VOL.8 おじいちゃんの声
公家千彰

 先日、天気の良い土曜の夕方のことだった。私が自宅前の道で信号待ちをしている時に、誰かの視線を感じた。

 ふと下を見ると、花壇に腰を下ろしているおじいちゃんが私を見ていた。

「あ、あ、」と何か言いたい様子なので、顔をのぞき込み、
「なあに?どうしたの?」と尋ねた。

 おじいちゃんは、「あのー、あのー、悪いんだけどタバコ買ってきてくれ」と言った。

 私は初め、『え?酔っ払ってんのかな?』と訝しく思ったが、良く見ると、大きな紙袋と杖が脇においてあってので『歩き疲れたのかも。。』と考え直した。

 私が大きくうなずいたら、嬉しそうに「セブンスター買ってきてくれ。ああ、あとライターも」と震える手でポケットから500円玉を取り出した。

 私はまるで自分のおじいちゃんに用事を頼まれたようなちょっといい気分で、足取り軽やかにタバコ屋へ向かった。店でセブンスターとライターを購入、『まさに日本のオヤジタバコだなー、店の人、私がこれを吸うと思ったかな。そういえばスペインは“ドゥカドス”がオヤジタバコだったよなあ。。』などと余計なことをいろいろ考えながら、おじいちゃんの待つ道角へ戻った。

「はい、これ!」とおじいちゃんに一式まとめて渡した。

 おじいちゃんは「ありがとね!」と両手で受け取った。

 その時の私は、ごく自然な日常的な気持ちに、少々ボケッとした春うららな気分も混ざっていたので、よかったなー、と安心してヘラヘラとその場を立ち去ろうとしていた。

 すると突然おじいちゃんが大きな声で、「おいー!」と叫んだ。

「なあに?どうしたの?」と再び尋ねると、
「あのねえ、一生忘れないから」と言い、深い色の目をして会釈をしてくれた。

 私は思いもかけないそんな言葉を聞いて、目頭が熱くなった。自分が今日この道を通って、このおじいちゃんのお使いをして良かったと思った。

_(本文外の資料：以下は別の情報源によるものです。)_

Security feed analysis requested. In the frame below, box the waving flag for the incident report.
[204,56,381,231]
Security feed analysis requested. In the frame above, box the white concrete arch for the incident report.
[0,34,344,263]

 わーい、よかったなー!!とはしゃぎたいのを押えて、 「いいえ、どういたしまして!それではお気を付けてね」と微笑んだ。

 信号の下でひとりでタバコを吸ってからまた歩いてゆくのかな、と想像した。私も、少しここでおじいちゃんと世間話でもしていきたかったけど、お互いにそっとすれ違う関係にとどめておいたほうがいいと判断した。

 「じゃあね」と言うと、「おい、これ持ってけ」と紙袋の中から大きなクッキーの包み箱を出した。そんなに喜んでくれたのかと感激したのだが、次の瞬間「このクッキーに毒が入っていたら…」という邪悪な疑心がちらついた。一瞬おじいちゃんを悪者にしてしまった自分が情けなかった。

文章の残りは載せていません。